We have also examined originals or copies, certified or otherwise identified to our satisfaction, of such records of the Company and such agreements, certificates and receipts of public officials, certificates of officers or other representatives of the Company and others, and such other documents, certificates and records as we have deemed necessary or appropriate as a basis for the opinion set forth below.

In our examination, we have assumed the legal capacity of all natural persons, the genuineness of all signatures, including endorsements, the authenticity of all documents submitted to us as originals, the conformity to original documents of all documents submitted to us as facsimile, electronic, certified, conformed or photostatic copies, and the authenticity of the originals of such copies.
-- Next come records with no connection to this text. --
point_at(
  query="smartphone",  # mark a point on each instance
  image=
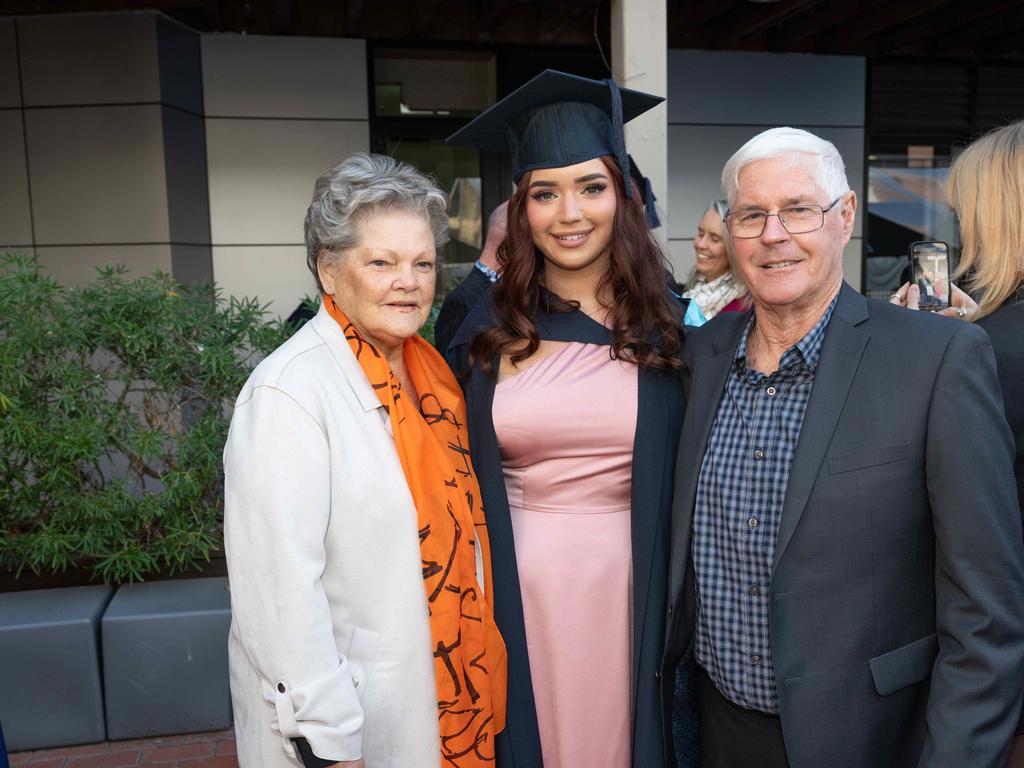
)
(930, 271)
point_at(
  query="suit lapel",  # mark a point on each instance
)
(841, 352)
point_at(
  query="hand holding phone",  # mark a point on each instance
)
(930, 272)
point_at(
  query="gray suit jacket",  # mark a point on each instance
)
(897, 612)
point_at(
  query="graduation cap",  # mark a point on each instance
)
(557, 120)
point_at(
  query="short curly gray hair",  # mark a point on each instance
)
(359, 185)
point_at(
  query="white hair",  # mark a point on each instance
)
(801, 147)
(361, 184)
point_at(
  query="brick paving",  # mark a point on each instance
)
(214, 750)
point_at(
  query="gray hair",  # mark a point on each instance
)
(363, 184)
(801, 147)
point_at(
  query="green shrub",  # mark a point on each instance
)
(115, 401)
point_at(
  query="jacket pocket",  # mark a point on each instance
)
(906, 666)
(869, 458)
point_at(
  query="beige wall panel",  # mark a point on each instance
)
(10, 91)
(680, 253)
(682, 258)
(696, 154)
(262, 172)
(77, 265)
(15, 221)
(274, 274)
(286, 77)
(97, 175)
(89, 58)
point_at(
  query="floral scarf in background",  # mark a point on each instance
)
(714, 296)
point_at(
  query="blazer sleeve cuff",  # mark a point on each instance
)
(325, 716)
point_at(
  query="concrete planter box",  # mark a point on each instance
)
(165, 658)
(50, 652)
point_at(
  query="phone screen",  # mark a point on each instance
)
(930, 271)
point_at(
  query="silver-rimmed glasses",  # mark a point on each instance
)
(798, 219)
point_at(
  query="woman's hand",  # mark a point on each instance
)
(961, 305)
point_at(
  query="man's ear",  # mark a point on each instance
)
(849, 214)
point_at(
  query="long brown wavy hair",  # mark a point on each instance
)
(646, 323)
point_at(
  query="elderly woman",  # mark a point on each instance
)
(361, 630)
(713, 287)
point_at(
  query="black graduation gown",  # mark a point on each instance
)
(659, 421)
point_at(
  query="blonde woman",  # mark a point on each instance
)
(986, 190)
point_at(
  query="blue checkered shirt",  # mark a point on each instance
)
(739, 498)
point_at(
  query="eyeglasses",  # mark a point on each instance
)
(795, 219)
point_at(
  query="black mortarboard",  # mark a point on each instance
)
(558, 119)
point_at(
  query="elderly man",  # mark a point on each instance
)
(847, 555)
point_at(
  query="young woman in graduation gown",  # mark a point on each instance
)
(570, 370)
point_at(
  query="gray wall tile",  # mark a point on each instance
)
(285, 77)
(187, 192)
(192, 263)
(262, 172)
(751, 88)
(89, 58)
(15, 220)
(180, 66)
(10, 90)
(97, 175)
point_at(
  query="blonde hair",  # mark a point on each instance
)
(986, 189)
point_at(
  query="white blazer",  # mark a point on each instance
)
(330, 637)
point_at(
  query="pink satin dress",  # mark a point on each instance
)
(565, 426)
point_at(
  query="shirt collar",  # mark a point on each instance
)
(807, 350)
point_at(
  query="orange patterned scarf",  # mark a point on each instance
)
(433, 448)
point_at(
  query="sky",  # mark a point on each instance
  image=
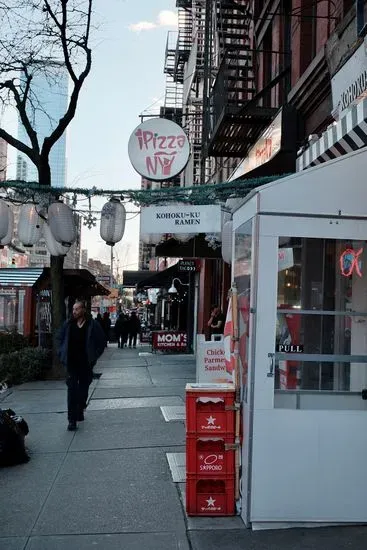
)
(126, 79)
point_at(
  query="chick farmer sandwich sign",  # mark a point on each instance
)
(158, 149)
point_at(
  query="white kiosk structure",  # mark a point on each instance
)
(300, 265)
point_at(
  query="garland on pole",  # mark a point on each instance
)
(197, 194)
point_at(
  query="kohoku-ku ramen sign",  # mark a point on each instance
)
(183, 218)
(158, 149)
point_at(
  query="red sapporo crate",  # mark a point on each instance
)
(210, 456)
(210, 496)
(210, 409)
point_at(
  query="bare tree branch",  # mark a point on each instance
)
(17, 144)
(38, 37)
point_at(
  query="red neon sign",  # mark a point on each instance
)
(349, 262)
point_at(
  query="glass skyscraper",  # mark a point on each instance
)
(49, 104)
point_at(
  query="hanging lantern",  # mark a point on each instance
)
(151, 238)
(29, 224)
(8, 237)
(113, 218)
(54, 248)
(227, 242)
(4, 219)
(62, 224)
(183, 237)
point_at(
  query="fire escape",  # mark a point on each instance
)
(236, 112)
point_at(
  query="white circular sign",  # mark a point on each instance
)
(158, 149)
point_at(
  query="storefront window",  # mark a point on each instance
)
(12, 310)
(242, 276)
(321, 315)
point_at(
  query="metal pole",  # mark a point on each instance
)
(196, 301)
(111, 274)
(206, 77)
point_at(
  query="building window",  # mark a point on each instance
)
(308, 22)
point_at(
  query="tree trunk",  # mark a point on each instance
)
(58, 311)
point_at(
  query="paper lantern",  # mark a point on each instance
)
(62, 224)
(151, 238)
(29, 224)
(227, 237)
(8, 237)
(183, 237)
(113, 218)
(4, 219)
(55, 248)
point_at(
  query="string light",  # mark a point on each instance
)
(197, 194)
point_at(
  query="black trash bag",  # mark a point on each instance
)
(13, 430)
(21, 423)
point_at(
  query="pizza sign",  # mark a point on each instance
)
(158, 149)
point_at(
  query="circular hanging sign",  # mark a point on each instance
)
(158, 149)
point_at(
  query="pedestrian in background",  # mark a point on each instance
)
(216, 321)
(106, 325)
(81, 342)
(122, 330)
(134, 328)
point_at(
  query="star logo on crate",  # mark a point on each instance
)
(211, 501)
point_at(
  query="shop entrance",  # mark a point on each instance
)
(301, 274)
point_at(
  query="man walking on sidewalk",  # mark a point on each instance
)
(81, 343)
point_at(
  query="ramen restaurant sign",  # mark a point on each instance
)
(181, 218)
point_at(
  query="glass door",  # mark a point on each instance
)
(321, 331)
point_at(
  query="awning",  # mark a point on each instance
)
(16, 276)
(342, 137)
(131, 278)
(163, 278)
(78, 283)
(197, 247)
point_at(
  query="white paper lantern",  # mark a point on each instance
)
(8, 237)
(62, 224)
(183, 237)
(54, 248)
(227, 237)
(151, 238)
(4, 219)
(113, 218)
(29, 224)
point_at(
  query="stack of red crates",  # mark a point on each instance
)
(210, 455)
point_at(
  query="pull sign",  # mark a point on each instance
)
(289, 348)
(350, 262)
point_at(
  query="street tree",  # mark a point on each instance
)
(38, 40)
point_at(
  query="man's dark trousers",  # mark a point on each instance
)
(78, 382)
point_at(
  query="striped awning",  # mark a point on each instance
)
(26, 276)
(345, 136)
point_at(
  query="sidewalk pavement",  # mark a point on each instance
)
(117, 482)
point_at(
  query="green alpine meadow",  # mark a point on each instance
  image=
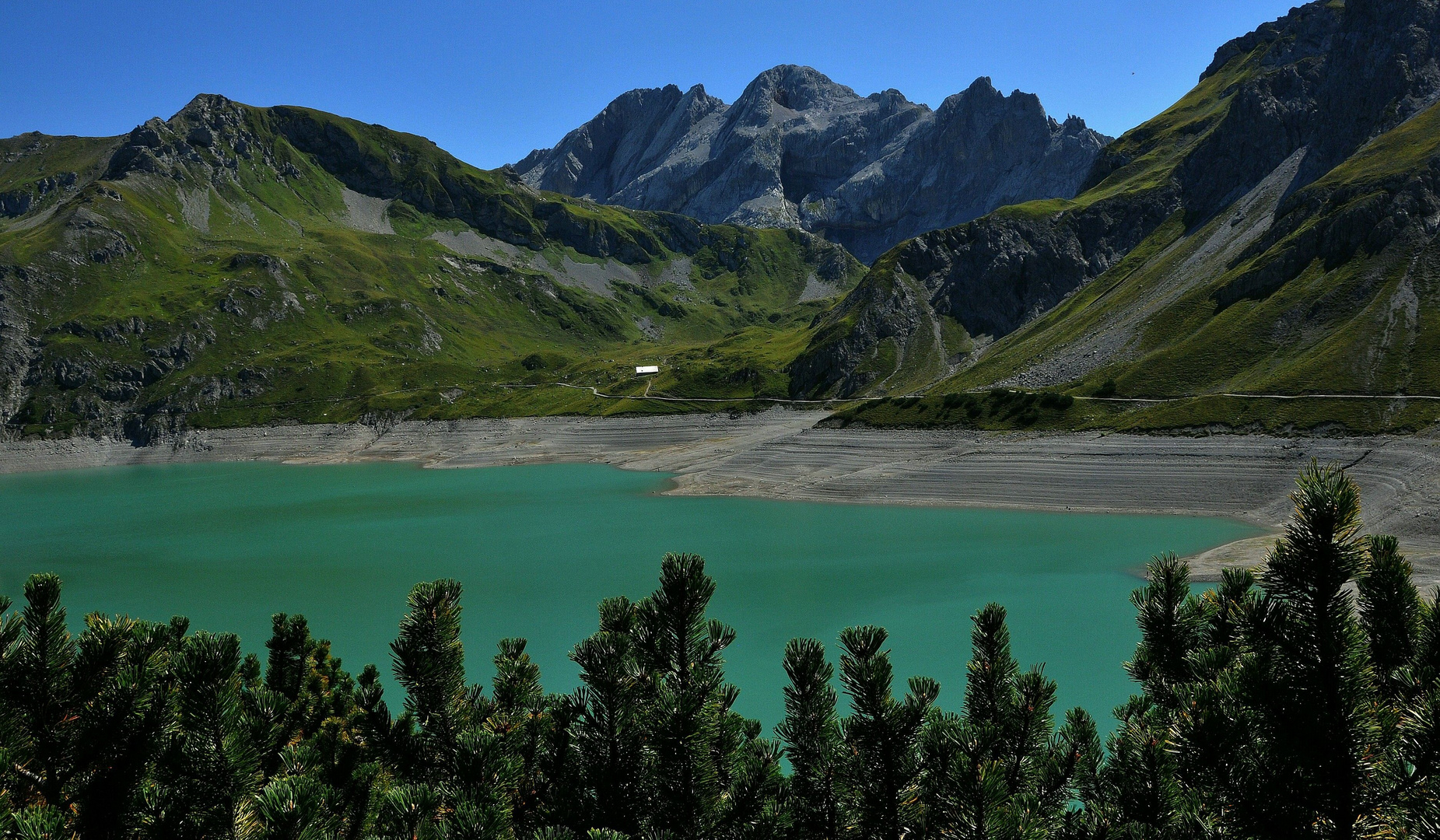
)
(903, 397)
(1257, 257)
In making our examination of executed documents or documents to be executed, we have assumed that the parties thereto, other than the Company, had or will have the power, limited liability company or other, to enter into and perform all obligations thereunder and have also assumed the due authorization by all requisite action, limited liability company or other, and the execution and delivery by such parties of such documents and the validity and binding effect thereof on such parties. We also have assumed that the Amended and Restated LLC Agreement is the only limited liability company agreement as defined under the Delaware Limited Liability Company Act of the Company. As to any facts material to the opinion expressed herein that we did not independently establish or verify, we have relied upon statements and representations of officers and other representatives of the Company and others and of public officials.

Our opinion set forth herein is limited to the Delaware Limited Liability Company Act, and we do not express any opinion as to the effect of any other laws on the opinion stated herein.

Based upon and subject to the foregoing, we are of the opinion that the issuance and sale of the Securities has been duly authorized and, when the Securities have been delivered in accordance with the provisions of the Amended and Restated LLC Agreement and upon payment in full of the consideration payable with respect to the Securities as contemplated by the Underwriting Agreement, the Securities will be validly issued and fully paid and the holders of such Securities shall not be obligated personally for the debts, obligations or liabilities of the Company solely by reason of being a member of the Company, except for their obligation to repay any funds wrongfully distributed to them.

We hereby consent to the filing of this opinion with the Commission as an exhibit to the Registration Statement. We also consent to the reference to our firm under the caption “Validity of the Securities” in the Registration Statement. In giving this consent, we do not thereby admit that we are included in the category of persons whose consent is required under Section 7 of the Act or the rules and regulations of the Commission.